MaNtombi Idah Charunda
Mantombi never thought she would live to have a family of her own.  Her mother was the lesser of her father's two wives because she could not give her husband living sons. "My father hated us. My paternal grandmother hated us. We were that we are useless because we are girls." 
Telling her story still makes her emotional as she recollects how she had to wear the bigger sackcloth and her tall and petite sister wore the smaller sackcloth because their mother could not afford decent clothing.
Coming from a poor family, her father's complete disregard for his daughters forced Mantombi's mother to go out in search for occasional jobs which include cultivating at different farms. At one time, her mother had to work for a whole week to be given a cow's head just so her daughters could taste the meat. She could never raise money to send her daughters to school until they were both married off.

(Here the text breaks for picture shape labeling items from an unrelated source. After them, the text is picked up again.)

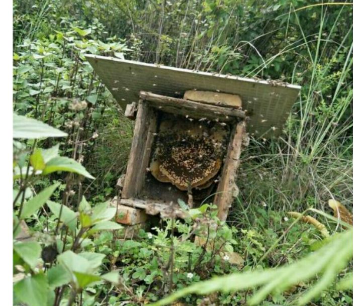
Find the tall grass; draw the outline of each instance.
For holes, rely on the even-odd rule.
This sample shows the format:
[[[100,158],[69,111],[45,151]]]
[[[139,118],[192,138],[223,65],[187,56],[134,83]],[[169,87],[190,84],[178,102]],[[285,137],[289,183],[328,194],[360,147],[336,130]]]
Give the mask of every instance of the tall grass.
[[[331,48],[330,45],[336,42],[330,39],[331,32],[323,38],[325,22],[323,13],[316,38],[307,38],[301,27],[301,42],[290,45],[265,60],[268,65],[285,52],[306,48],[310,76],[284,134],[271,141],[252,139],[243,154],[239,180],[242,195],[233,210],[233,220],[238,223],[243,223],[248,214],[254,214],[253,206],[301,211],[314,206],[324,210],[328,199],[336,198],[351,207],[352,45],[346,42],[352,29],[341,38],[337,48]],[[337,19],[331,31],[339,22]],[[254,70],[257,73],[262,69],[260,65]],[[303,83],[297,75],[293,79]]]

Only when she was married, did Mantombi get her first blanket and gave birth to five children. Three boys and two girls. She recalls how death took her three sons and left her with her daughters and feared they would have the life she lived.
She shares a ngano, in the form of a song, which her mother used to sing when they went to the fields, and she would "ask" Tsuro (rabbit) to take care of her child while she worked on the land. The ngano is reflective of the environment we are in "here and now" and how women continue to carry the burden of care for their families. Even when production is low, like the current lockdown, we can only hope for a better future.